Sometimes I feel forgotten.
My friends hang out, meet new people, and here I sit alone. Silence is deadly, but my thoughts are deafening. I get promises of meeting them, but those words are just forgotten. Just like me.
Sometimes I feel weak.
I feel like I have no walls to keep me safe, and that I tear myself down but for what? I feel stupid because I can't fix myself, and the holes in my dam break and flood my mind.

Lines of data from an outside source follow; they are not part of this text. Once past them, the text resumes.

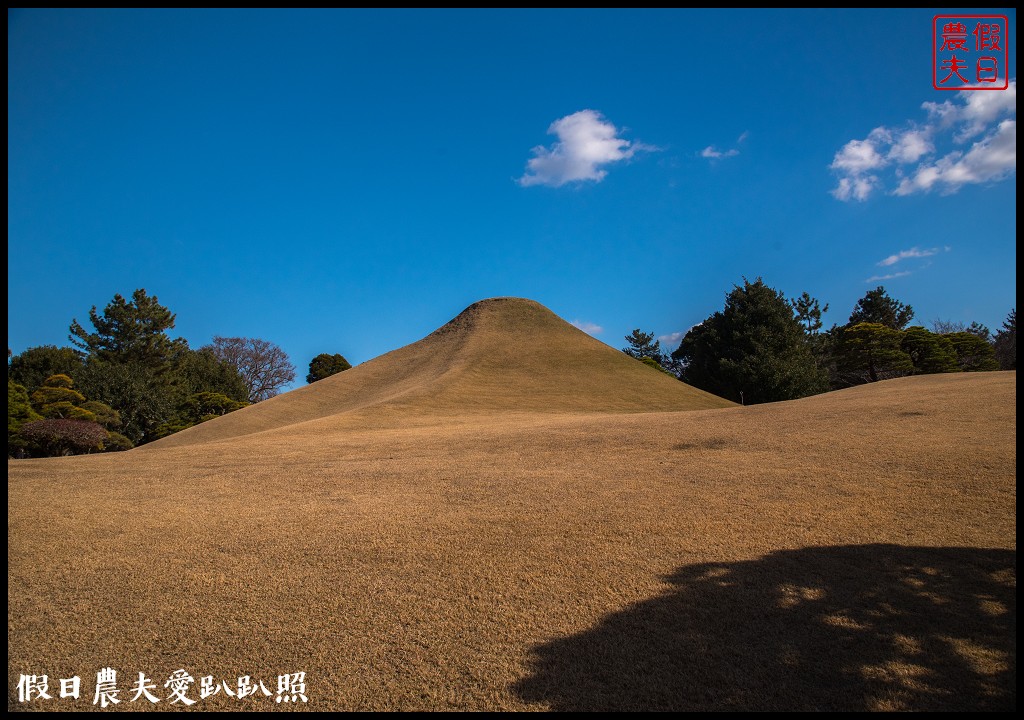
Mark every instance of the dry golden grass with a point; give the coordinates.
(854, 550)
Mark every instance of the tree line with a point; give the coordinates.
(762, 347)
(124, 381)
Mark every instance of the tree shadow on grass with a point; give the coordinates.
(872, 627)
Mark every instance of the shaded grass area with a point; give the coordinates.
(870, 627)
(760, 557)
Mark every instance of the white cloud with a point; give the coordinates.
(857, 157)
(992, 158)
(589, 328)
(858, 187)
(891, 276)
(586, 142)
(671, 340)
(710, 152)
(714, 154)
(909, 146)
(904, 254)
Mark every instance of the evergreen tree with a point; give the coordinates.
(928, 351)
(878, 307)
(754, 350)
(871, 351)
(808, 311)
(643, 345)
(1006, 342)
(324, 366)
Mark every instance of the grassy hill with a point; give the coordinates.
(507, 354)
(457, 526)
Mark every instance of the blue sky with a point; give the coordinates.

Sometimes I'm misunderstood.
People constantly say they understand, but if they did they would recognize I have a problem, not that I want to be that way. I think negativity so I can't see a good side to things because that's all I'm fed.
Sometimes I'm wrong.
Sometimes I'm wrong in a argument, but when I know that you make me feel like a 5 year old child who's still learn to be their own human, and I am. But why walk out a victor and me and loser, when we both can be winners.
Sometimes I cause my own problems.
I do things I know are wrong, but I do them anyway. I shame and stress myself. I tell myself I have to pick myself up, and work to the top again.
Sometimes I don't need my space.
I hate being out all day, because I'm so used to being home all the time, I feel like I'm betraying something. But I don't know what. Maybe sometime you should ask me outside and help me get over it.
Or forget me like the rest of us.
longest poem I've made. Really felt this one.